Bill Bratton, NYPD Commissioner, Says Stop And Frisk Has Been 'Solved'

NYPD Commissioner: Stop And Frisk Has Been 'Solved'
NEW YORK, NY - JANUARY 02: New York City Police Commissioner William Bratton walks into his first news conference with Mayor Bill de Blasio at One Police Plaza on January 2, 2014 in New York City. New York City, and much of New England is preparing for a major winter snowstorm. (Photo by Spencer Platt/Getty Images)
NEW YORK, NY - JANUARY 02: New York City Police Commissioner William Bratton walks into his first news conference with Mayor Bill de Blasio at One Police Plaza on January 2, 2014 in New York City. New York City, and much of New England is preparing for a major winter snowstorm. (Photo by Spencer Platt/Getty Images)

Only two weeks into his position as top cop, NYPD Commissioner Bill Bratton says the police practice of stop and frisk in New York City has been "more or less solved."

The Daily News reports Bratton was speaking before members of the Local Initiatives Support Corporation Wednesday when he said that in some neighborhoods, the police tactic had been halted "altogether."

“To give you some idea, in the fourth quarter of 2012, the department recorded a little more than 90,000 stops," he explained. "In the fourth quarter of 2013, that number fell to 12,300. In 2011, the peak year for use of this tactic, the NYPD conducted 694,000 documented stops.

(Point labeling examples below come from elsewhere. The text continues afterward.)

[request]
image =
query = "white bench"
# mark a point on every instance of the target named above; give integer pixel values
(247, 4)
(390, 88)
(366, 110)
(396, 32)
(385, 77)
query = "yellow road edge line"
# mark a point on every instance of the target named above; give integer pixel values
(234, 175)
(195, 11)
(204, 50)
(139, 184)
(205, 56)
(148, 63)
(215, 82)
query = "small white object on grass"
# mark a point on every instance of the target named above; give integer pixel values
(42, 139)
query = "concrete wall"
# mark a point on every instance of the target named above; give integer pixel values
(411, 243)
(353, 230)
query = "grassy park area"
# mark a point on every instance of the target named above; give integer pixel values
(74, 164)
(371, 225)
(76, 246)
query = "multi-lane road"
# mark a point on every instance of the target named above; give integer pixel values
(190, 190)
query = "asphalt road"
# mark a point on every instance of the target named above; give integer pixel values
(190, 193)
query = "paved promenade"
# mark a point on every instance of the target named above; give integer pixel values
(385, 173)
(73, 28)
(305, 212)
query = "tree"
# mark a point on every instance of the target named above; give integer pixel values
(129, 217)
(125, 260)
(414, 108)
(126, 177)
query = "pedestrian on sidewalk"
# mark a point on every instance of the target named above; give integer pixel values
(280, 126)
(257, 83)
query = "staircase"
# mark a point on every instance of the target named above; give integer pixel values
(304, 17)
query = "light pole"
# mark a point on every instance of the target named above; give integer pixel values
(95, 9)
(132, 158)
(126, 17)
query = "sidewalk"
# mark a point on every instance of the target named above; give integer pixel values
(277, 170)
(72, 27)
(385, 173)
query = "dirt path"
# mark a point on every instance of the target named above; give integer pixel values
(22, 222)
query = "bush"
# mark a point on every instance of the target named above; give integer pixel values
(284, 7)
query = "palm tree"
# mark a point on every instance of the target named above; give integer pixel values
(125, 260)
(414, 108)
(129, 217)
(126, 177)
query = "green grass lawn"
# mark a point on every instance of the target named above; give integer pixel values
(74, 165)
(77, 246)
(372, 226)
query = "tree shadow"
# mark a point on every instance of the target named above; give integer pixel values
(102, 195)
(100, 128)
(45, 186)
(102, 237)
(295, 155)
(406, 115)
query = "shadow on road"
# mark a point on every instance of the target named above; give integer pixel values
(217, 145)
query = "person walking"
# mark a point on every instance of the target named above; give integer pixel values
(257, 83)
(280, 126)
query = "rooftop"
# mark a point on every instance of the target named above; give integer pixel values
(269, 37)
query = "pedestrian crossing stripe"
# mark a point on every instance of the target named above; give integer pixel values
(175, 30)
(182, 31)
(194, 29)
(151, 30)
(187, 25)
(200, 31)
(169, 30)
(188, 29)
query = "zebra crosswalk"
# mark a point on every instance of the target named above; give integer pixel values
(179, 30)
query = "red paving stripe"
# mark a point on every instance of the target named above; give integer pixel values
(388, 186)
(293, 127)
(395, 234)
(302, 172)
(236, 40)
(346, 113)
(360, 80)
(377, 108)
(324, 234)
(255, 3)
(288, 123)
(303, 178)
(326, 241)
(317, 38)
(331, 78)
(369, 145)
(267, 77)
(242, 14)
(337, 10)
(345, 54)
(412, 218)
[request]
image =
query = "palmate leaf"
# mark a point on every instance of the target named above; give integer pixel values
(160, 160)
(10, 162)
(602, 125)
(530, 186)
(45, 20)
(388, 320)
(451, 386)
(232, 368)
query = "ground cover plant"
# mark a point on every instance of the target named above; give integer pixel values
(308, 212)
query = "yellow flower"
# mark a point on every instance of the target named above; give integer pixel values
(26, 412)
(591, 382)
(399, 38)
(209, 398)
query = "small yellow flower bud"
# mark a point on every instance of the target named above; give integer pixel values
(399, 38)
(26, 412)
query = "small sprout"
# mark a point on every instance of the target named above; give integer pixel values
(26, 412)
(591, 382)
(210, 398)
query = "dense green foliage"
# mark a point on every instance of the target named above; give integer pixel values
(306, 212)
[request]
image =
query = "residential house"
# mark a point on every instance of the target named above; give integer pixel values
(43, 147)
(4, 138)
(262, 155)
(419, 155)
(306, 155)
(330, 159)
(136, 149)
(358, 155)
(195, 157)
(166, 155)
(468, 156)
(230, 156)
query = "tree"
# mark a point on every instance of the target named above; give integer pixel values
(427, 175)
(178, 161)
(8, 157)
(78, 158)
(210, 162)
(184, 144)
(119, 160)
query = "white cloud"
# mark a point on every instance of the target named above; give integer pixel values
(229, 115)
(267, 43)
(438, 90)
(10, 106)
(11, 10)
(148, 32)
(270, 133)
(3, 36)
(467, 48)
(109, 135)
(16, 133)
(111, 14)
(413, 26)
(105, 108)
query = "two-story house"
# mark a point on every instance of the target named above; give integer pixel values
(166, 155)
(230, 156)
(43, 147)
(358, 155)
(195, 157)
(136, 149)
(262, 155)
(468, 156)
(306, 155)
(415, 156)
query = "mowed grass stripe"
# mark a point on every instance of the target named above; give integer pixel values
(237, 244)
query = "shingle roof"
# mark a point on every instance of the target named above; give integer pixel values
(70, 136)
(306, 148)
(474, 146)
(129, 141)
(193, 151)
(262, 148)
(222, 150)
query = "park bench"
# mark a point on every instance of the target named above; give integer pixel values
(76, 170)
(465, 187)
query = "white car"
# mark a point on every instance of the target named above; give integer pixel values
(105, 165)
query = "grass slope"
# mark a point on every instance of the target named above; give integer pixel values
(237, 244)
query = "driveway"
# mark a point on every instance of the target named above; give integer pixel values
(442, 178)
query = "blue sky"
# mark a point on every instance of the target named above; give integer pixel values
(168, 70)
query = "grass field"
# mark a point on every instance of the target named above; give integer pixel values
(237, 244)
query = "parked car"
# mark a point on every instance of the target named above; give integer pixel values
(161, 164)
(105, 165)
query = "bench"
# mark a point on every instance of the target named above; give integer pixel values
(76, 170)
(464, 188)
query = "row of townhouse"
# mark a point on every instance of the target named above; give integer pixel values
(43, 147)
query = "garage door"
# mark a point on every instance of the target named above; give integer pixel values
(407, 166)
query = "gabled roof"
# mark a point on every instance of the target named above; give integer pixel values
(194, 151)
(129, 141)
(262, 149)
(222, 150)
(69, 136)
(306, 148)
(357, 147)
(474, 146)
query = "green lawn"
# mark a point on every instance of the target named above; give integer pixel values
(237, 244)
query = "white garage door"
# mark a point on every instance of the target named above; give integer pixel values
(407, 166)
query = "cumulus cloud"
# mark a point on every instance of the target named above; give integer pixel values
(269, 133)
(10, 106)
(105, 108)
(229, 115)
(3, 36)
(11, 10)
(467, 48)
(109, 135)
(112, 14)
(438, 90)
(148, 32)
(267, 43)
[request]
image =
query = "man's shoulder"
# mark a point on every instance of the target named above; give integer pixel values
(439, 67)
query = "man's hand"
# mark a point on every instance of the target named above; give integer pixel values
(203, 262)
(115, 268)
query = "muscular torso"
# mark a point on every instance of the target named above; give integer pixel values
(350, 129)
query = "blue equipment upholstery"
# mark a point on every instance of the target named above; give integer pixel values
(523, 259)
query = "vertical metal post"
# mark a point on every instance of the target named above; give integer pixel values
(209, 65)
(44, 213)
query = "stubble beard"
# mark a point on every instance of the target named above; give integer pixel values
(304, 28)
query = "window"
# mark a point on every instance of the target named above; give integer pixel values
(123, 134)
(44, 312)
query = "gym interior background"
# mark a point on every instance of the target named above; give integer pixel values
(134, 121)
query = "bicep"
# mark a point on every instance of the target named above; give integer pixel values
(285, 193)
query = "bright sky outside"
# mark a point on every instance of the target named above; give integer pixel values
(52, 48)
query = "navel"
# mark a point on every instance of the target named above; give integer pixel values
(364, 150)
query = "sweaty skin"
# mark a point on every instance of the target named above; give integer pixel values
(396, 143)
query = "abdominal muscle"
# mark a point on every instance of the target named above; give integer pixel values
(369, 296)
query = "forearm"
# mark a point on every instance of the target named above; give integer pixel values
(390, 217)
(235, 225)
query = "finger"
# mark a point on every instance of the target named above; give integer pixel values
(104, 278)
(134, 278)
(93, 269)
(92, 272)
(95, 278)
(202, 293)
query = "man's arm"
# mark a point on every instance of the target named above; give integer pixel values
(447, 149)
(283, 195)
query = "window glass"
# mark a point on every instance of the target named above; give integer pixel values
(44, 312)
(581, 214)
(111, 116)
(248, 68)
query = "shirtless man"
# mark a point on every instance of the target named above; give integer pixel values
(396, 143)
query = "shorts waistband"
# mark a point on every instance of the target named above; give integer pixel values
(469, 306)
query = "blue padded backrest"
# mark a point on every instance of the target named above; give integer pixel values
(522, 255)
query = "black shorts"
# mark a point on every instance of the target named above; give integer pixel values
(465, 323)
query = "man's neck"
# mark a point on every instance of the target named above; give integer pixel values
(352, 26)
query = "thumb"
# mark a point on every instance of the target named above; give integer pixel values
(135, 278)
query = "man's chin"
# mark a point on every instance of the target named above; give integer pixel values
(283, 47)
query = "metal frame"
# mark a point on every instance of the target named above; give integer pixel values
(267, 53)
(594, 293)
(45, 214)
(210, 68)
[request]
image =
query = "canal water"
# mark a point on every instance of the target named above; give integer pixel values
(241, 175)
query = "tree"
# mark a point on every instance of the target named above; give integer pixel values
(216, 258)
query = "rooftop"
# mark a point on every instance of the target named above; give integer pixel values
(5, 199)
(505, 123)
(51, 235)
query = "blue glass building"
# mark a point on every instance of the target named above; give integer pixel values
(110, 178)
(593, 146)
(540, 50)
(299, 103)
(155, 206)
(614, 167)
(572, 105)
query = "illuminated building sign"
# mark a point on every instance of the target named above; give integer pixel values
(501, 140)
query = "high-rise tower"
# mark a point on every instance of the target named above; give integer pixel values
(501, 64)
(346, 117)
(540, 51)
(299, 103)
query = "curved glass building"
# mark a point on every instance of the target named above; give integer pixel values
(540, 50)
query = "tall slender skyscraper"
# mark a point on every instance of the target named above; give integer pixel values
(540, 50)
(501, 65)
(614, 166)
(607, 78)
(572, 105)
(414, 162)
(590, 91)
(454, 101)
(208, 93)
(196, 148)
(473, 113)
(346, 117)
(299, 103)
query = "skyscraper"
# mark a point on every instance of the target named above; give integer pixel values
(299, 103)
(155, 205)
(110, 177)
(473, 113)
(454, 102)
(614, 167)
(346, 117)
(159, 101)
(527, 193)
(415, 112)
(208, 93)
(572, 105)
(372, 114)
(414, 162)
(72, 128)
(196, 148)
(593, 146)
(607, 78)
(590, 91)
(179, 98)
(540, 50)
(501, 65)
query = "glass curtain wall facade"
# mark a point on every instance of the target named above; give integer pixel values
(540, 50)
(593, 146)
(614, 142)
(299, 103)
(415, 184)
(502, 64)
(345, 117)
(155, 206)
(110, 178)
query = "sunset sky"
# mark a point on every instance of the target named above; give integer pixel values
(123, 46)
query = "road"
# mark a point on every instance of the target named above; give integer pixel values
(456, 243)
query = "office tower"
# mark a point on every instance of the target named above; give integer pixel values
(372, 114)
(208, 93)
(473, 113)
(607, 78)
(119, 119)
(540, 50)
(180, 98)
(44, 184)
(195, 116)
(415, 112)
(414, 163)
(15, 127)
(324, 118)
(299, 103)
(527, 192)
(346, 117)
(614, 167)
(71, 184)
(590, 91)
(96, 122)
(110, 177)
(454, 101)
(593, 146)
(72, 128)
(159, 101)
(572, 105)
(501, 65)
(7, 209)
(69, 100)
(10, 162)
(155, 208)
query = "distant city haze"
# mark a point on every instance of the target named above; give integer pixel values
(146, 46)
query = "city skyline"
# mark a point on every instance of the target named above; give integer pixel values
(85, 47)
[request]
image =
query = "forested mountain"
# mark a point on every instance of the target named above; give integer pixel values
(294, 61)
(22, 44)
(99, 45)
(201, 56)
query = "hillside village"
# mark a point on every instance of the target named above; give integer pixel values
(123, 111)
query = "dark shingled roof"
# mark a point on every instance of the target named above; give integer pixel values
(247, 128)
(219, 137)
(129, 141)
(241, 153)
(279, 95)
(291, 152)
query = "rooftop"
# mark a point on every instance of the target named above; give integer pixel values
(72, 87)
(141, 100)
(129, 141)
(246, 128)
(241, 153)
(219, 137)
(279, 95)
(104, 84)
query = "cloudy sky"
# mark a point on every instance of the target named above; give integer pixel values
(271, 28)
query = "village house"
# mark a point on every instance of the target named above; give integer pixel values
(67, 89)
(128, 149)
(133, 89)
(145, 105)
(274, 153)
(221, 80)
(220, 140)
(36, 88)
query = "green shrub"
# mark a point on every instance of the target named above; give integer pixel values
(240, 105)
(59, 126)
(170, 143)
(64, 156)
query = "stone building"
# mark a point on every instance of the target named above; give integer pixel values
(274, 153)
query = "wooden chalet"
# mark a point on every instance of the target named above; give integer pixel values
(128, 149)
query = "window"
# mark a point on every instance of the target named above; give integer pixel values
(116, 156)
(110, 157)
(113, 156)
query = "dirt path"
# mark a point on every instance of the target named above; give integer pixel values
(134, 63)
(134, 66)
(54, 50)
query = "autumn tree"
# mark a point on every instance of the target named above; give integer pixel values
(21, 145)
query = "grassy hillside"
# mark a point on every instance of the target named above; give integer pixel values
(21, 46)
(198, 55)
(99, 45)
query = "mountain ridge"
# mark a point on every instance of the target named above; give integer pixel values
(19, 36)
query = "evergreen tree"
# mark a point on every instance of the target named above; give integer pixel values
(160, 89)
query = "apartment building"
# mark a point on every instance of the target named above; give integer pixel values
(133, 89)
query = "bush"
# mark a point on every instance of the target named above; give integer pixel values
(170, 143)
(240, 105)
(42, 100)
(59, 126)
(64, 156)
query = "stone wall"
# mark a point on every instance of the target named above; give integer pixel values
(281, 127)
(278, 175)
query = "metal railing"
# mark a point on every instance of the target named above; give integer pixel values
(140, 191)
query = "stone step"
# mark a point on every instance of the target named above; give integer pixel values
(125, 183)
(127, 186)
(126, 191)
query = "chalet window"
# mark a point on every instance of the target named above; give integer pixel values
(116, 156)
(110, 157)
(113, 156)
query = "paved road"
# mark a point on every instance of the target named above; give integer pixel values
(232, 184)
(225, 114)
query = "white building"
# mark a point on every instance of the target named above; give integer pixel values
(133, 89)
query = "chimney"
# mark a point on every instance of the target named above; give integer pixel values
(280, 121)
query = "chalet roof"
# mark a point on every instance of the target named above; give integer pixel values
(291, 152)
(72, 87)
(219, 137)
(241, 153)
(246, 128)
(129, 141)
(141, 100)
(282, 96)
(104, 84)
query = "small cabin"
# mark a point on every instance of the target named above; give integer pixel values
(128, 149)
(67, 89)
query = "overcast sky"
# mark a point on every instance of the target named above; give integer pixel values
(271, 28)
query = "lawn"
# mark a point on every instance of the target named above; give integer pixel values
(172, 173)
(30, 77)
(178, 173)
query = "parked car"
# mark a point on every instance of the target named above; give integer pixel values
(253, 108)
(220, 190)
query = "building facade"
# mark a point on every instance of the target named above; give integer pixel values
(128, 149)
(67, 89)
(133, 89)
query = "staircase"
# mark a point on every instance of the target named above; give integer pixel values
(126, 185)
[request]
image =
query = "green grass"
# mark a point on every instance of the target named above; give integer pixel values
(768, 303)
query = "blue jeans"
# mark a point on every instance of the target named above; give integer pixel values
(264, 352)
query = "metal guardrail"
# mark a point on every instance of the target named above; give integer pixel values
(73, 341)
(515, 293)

In 2013, the figure was about 194,000. So, clearly it is in decline and I believe that is a good thing.”

Last year a federal judge ruled that the NYPD's use of stop and frisk was unconstitutional, and ordered a federal monitor to oversee the police department. Mayor Michael Bloomberg appealed the ruling. Mayor de Blasio, who took office earlier this month, has said he'll drop the appeal.

De Blasio's victories in the Democratic primary last September, and then over Joe Lhota in November, have been attributed partly to his promises to reform stop and frisk and build better relations between communities of color and police.

So when de Blasio appointed Bratton as commissioner it came as a surprise to some stop-and-frisk critics. New York's aggressive regimen of stop and frisk, after all, had been started by Bratton during his previous term as commissioner.

While Bratton has since defended stop and frisk as a necessary tool in reducing crime, he has also vowed to scale back the aggressive use of the practice, acknowledging the misuse of stop and frisk under Commissioner Ray Kelly as "the racial profiling issue, if you will, of the 21st century.”

During the first 10 years of Mayor Bloomberg's time as mayor, police stops rose 600 percent. The vast majority of those stopped were black or Latino.